With just 36 business days left until the EMV liability shift, three new studies revealed just how unprepared businesses and cardholders are for the October 1 transition.
Currently, issuers generally bear the cost of fraud associated with counterfeit cards. But come October, the party that does not support EMV bears the loss.
That could add up quickly: According to The Nilson Report, a leading publication that covers the credit card industry, global card fraud spiked 19% in just a year, hitting $16.3 billion in 2014. The United States accounts for about half those losses, it said.
But a new Randstad Technologies survey of 84 IT decision makers in national companies with 100 or more sites found that 42% either haven't done anything to prepare for it or are unaware of any progress being made.
Apparently, they're not losing sleep, either. A majority said they have little concern for the risk associated with missing the liability-shift deadline; 58% said they think it will have limited or no impact on their bottom lines.
"Given that the liability shift is only a few months away and it's unlikely to be delayed, it's surprising that so many organizations are either waiting until the last minute to act or are willing to incur the associated risks from missing the deadline," the study said. "For those organizations that still think they can make the October deadline, the longer they wait, the more they are going to nd that deployment expertise and the new card readers will be in short supply. Additionally, those willing to incur the risks should be aware that thieves will be looking for the weakest link — and if they turn out to be that link, the price for ignoring the deadline could be steep."

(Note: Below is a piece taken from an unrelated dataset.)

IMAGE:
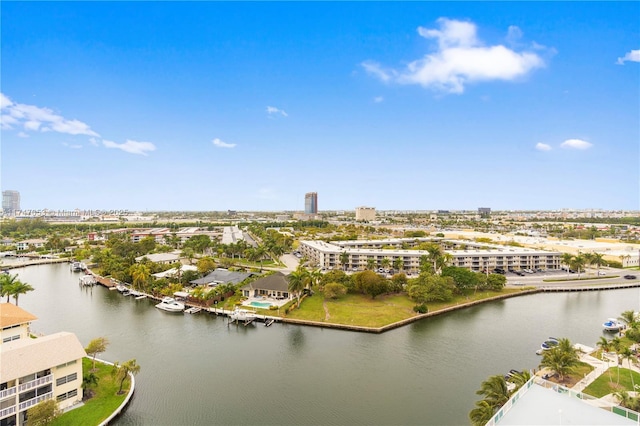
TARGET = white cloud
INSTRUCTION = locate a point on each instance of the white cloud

The EMV shift could be especially grim for small businesses.
On Thursday, Wells Fargo/Gallup released a survey of 600 owners; it found that 68% haven't even heard of the liability shift. Only 29% said they planned to upgrade their card-processing systems to EMV before October.
A higher proportion — 37% — either don't know if they'll ever upgrade or have already decided they're not doing it, the study said.
Of those refusing to upgrade, about half said it's because they don't want to pay for an EMV terminal, 41% said they're not concerned about the liability shift and 36% said they think the liability shift is unfair, according to the study.
Hardly anybody has an EMV card at this point anyway, according to another poll released Thursday. That one, conducted by Associated Press-GfK, surveyed more than 1,000 adults and found that only 13% have even received a chip-enabled card. Of those, only 35% have actually used them in EMV terminals — likely because they can't find any.
None of that may matter in the long run, however, because few IT managers believe the EMV cards many issuers are mailing out provide decent security in the first place, according to Randstad. In that survey, a full 66% of IT decision-makers, including C-suite executives, said requiring a signature instead of a PIN to complete transactions doesn't offer sufficient security.
For many, the question may boil down to whether fraud losses outweigh card income.
"Issuing banks are, by and large, opting for chip and signature, and one of their stated reasons is that requiring consumers to remember a PIN might make them less likely to use their card or to complete a transaction if they forget their PIN. Retailers, on the other hand, appear to realize that chip and signature is not much of an advance over the current mag stripe and that requiring a PIN is the key to a more secure transaction," the study warned.